Kafka Streams exactly-once re-balance aggregation state data loss

527 views Asked by At

Running 3 Kafka Streams instances with exactly-once, but experiencing loss of data when restarting one of the streams instances (the other 2 doing re-balance). If I restart the instance quickly (within session.timeout.ms), without the other 2 doing re-balance, everything is working as expected.

  • Input and output topics are created with 6 partitions.
  • Running 3 Kafka brokers.
  • Producing data with a single python producer in a loop (acks='all').
  • Outputting data to SQL with a single Kafka Connect configured with consumer.override.isolation.level=read_committed

I am expecting the aggregated data to have the same count as the output of my python loop. And this works just fine as long as Kafka Streams is not going into re-balance state.

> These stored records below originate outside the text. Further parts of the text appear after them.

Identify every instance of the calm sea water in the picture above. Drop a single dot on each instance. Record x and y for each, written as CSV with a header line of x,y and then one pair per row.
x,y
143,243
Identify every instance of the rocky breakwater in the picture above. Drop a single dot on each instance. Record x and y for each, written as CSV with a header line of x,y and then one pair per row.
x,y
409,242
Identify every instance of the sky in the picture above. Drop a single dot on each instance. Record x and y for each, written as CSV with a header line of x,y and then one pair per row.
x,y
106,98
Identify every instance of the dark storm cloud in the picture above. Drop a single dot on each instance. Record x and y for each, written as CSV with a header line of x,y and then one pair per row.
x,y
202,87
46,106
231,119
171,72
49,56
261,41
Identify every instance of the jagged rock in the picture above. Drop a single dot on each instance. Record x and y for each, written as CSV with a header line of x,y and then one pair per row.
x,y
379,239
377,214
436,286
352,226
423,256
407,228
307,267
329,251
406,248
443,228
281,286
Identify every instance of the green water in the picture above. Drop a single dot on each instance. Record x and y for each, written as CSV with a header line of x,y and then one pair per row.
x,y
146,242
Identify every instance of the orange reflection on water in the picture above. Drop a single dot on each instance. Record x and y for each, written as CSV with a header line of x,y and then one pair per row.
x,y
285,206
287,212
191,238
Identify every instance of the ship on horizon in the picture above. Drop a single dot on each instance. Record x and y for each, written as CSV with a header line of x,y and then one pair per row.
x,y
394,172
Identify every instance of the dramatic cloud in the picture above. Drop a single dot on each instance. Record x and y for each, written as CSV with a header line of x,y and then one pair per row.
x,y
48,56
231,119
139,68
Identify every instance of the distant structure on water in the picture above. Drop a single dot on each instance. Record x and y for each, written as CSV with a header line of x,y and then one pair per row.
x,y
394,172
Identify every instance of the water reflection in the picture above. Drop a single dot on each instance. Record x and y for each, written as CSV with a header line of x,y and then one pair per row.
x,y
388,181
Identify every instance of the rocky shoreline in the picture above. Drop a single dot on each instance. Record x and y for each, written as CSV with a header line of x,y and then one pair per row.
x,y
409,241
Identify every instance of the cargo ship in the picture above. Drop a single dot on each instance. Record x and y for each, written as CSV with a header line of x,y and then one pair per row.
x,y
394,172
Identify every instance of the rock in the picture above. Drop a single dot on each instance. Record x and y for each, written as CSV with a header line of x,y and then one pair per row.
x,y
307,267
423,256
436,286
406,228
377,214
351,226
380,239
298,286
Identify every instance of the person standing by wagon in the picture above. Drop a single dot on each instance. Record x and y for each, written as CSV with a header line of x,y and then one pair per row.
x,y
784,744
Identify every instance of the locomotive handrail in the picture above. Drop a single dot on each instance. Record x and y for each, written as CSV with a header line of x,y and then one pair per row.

In short the streams instance does:

  1. Collect session data, and updating a session state.
  2. Delta updates on the session state are then re-partitioned and summed using windowed aggregation.

Grepping through my own debug output I'm inclined to believe the problem is related to transferring the aggregation state:

  1. Record A which is an update to session X is adding 0 to the aggregation.
  2. Output from the aggregation is now 6
  3. Record B which is an update to session X is adding 1 to the aggregation.
  4. Output from the aggregation is now 7
  5. Rebalance
  6. Update to session X (which may or may not be a replay or Record A) is adding 0 to the aggregation.
  7. Output from the aggregation is now 6

Simplified and stripped out version of the code: (Not really a Java developer, so sorry for non-optimal syntax)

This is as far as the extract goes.